To return to the question posed at the outset -- how does the Growth Plan for the Greater Golden Horseshoe look in historical perspective? In some ways, it looks quite promising. It has avoided most of the missteps of the region's past planning failures, and it has put several ideas that have been discussed in the region for much of the last generation -- nodes and corridors, reurbanization and intensification, mixed-use greenfield development -- into a planning program that most of the region's municipalities have accepted.
To celebrate the plan's accomplishments, however, is a little premature. The Growth Plan itself may be worthy of praise, but this history has shown quite clearly that impressive plans can quite easily become unimplemented plans -- in which case their impressiveness ceases to be of much use.
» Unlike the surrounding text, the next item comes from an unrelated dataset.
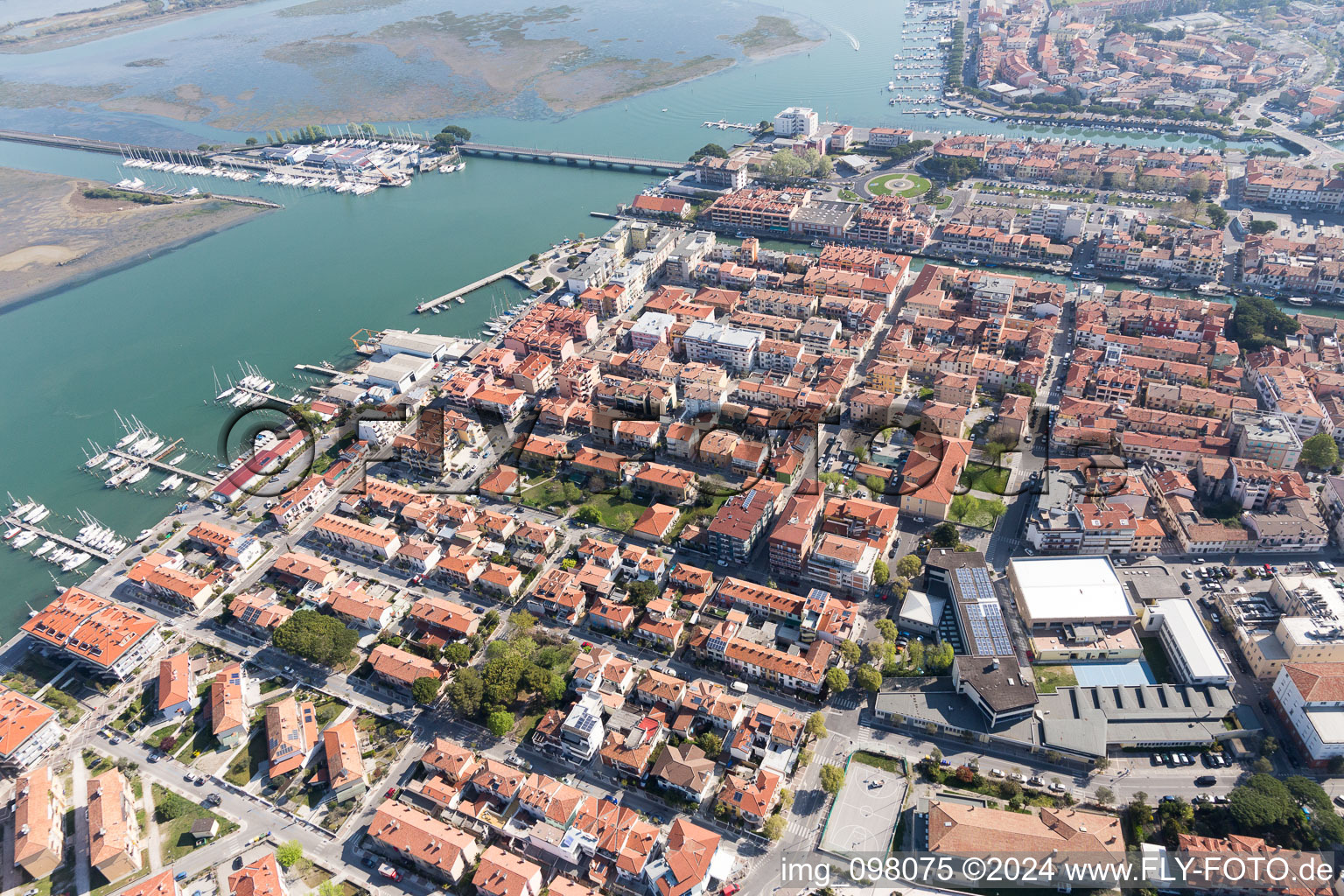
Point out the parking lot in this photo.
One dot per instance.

History has also shown that plans can be killed if the political winds turn against them. Regional plans take years, even decades, to be successful, and for this they need to survive multiple elections, perhaps even changes of government from one political stripe to another. The one successful regional planning program in the region's history, the MTPB's metropolitan plan, lasted remarkably long, and it did so because it was, especially in its early years, outside the political fray. That the key elements of the plan have already survived a transition from Conservative to Liberal government -- aided, it appears, by continuity in the civil service -- is most promising. And now, in October 2007, the party that introduced the plan has won a second majority government. But it is hard to predict how this will play out. The recent election was won with scarcely a mention of Places to Grow, but urban development can quickly become highly politicized. Presumably political opposition to the Growth Plan will develop at some point, and future governments might be elected on a platform of scrapping it. Will the plan be deeply enough rooted in municipal planning authorities to withstand such opposition?